En outre, le dispositif de récupération des avances d'AJ est méconnu des redevables, qui acceptent difficilement de payer les frais de leur adversaire , tandis que les procédures applicables au recouvrement de l'AJ sont parfois difficiles à mettre en oeuvre lorsque le débiteur refuse de payer.

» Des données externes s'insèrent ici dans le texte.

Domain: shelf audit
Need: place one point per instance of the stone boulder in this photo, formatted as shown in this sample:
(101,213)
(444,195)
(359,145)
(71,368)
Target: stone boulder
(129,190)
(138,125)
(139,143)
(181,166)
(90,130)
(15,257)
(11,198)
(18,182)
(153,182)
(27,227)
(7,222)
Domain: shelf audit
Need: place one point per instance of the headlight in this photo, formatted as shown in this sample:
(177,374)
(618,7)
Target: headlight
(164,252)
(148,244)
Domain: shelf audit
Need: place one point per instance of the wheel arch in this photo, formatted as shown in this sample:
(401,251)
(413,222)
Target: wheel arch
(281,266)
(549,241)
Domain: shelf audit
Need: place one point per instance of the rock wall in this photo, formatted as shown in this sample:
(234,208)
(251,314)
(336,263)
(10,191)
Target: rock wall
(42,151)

En particulier, elles nécessitent la plupart du temps l'intervention d'un huissier.
Les principales recommandations , auxquelles souscrit votre rapporteur spécial, résultant de l'audit de modernisation sur le recouvrement de l'AJ sont reprises dans l'encadré suivant.
Les principales recommandations de l'audit de modernisation sur le recouvrement de l'AJ (février 2007) Les principales conclusions de l'audit de modernisation sur le recouvrement de l'AJ tendent à préconiser de : - finaliser une circulaire commune au garde des Sceaux et au ministre des finances donnant des instructions précises sur les conditions requises pour un recouvrement efficace ; - s'appuyer sur des comités de pilotage locaux constitués entre les SAR et les services du Trésor ; - prévoir un doublement des montants de recouvrement émis par les SAR aux trésoreries ; - focaliser la politique de recette sur les cours d'appel, dans la mesure où leur rendement potentiel en euros est le plus important parmi l'ensemble des juridictions ; - inciter tous les TGI à procéder à l'émission de titres ; - faire des SAR le pivot de l'organisation de la chaîne de recette de recouvrement dans sa phase relevant des juridictions ; - conduire une expérimentation permettant d'apprécier le dispositif centralisé faisant intervenir le contrôleur budgétaire et comptable ministériel (CBCM) attaché au ministère de la justice ; - mettre en place un dispositif permettant de corriger l'insuffisance ou l'inexactitude des renseignements identifiant le redevable ; - sensibiliser les acteurs à l'importance du processus de recette ; - introduire des objectifs et des indicateurs mobilisateurs pour la recette dans les programmes 101 « Accès au droit et à la justice » et 156 « Gestion fiscale » ; - diffuser auprès des juridictions un guide pratique de la recette établi avec le concours de la direction générale de la comptabilité publique (DGCP) ; - renforcer la formation des greffiers et des magistrats sur le processus de recette de l'AJ ; - développer une approche client auprès des redevables visant à mieux informer du caractère potentiellement remboursable de l'AJ, de son montant, de son fondement et des conditions de reversement. |
* 85 Cf. lettre de cadrage relative à la mission d'audit de modernisation sur le recouvrement de l'AJ dont les conclusions ont été rendues publiques en février 2007.
* 86 Rapport de la mission d'audit de modernisation sur le recouvrement de l'aide juridictionnelle (février 2007).
* 87 Le délai de mise en recouvrement est le délai entre le moment où la décision de justice est notifiée aux parties et celui où la partie condamnée aux dépens reçoit l'avis de paiement du Trésor.
* 88 Etude réalisée sur la période 1993-2005 par l'audit de modernisation.